Un soir, un courant l’air leur apporta un tel revolin que le troupeau et le berger regagnèrent le chalet à toute vitesse. A la suite de cela, le jeune berger manifesta quelque répugnance à reprendre ses fonctions, et c’est alors qu’il s’en vint faire part de ses peines au Grand Louis. Celui-ci lui fabriqua une corne dans laquelle il souffla dès lors avec conviction.
Il acquit dans ce jeu une maîtrise qui dut porter l’effroi chez ses ennemis et fit renaître dans son cœur l’assurance qui s’en était enfuie. Pourtant, même en sa vieillesse, il gardait une rancune à «cllié z’eintoûtze dé tsachaô, avouê laou batiet que bêdâvon adé».
Le fait est que, dans le même temps, il s’en fit une dans le Risoud, où l’on avait découvert le repaire ou lieu d’un loup. Mais celui-ci, qui probablement en avait vu d’autres, flaira de quel côté était le danger. Il refusa d’entrer dans la voie et vint se promener devant la ligne des traqueurs qui redoublèrent de vacarme sans réussir à l’émouvoir beaucoup.
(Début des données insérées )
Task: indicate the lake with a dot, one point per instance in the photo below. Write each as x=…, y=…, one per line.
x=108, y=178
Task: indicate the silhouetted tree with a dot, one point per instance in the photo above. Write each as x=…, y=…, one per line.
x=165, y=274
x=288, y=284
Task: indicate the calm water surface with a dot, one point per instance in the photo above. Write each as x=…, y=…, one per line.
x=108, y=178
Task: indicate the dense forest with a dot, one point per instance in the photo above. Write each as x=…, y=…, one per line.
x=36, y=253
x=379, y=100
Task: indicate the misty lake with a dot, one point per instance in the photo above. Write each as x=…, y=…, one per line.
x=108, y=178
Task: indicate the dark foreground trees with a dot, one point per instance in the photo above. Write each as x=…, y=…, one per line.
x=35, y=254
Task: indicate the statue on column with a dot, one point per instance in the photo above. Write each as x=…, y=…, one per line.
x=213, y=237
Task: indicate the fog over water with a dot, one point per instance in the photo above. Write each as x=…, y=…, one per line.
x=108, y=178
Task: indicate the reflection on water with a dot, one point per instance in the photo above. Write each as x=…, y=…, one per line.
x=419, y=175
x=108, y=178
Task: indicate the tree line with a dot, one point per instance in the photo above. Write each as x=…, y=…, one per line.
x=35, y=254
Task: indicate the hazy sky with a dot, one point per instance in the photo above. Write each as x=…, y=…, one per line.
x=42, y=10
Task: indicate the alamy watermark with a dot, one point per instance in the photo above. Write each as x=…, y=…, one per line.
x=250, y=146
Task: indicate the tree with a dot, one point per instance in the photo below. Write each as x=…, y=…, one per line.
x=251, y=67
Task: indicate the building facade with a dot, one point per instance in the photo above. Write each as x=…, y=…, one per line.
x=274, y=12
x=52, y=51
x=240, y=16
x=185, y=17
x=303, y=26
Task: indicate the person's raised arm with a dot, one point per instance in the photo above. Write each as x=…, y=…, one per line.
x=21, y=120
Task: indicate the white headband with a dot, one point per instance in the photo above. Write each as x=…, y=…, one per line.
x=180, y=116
Il arriva bientôt dans un endroit où cette ligne se rompait, les uns disaient par le fait d’un accident de terrain, à cause, affirmaient les autres, de la peur de plusieurs citoyens chez l’un desquels, dit la chronique, elle déploya ses effets les plus ultimes et les plus désastreux.
Quoiqu’il en soit, le loup profita de la circonstance. En quelques sauts, il franchit l’espace resté libre et regagna la France d’où il était venu. Et c’était sans doute une des causes des insuccès de nos chasseurs, que la proximité du versant français où se refugiait le loup quand il était inquiété de ce côté-ci.
Ainsi contait Georges chez Moïset dans son langage d’autrefois où intervenaient des sobriquets et des vocables qu’on ne peut reproduire et qui, je vous l’assure, ne manquaient pas de saveur.
David des Ordons
1. David des Ordons, FAVJ du 9.1.1930, avec pour titre original: A propos de loups.
2. Article de Samuel Aubert du 28.11.1929.
3. Renseignements aimablement fourni par Aug. Piguet.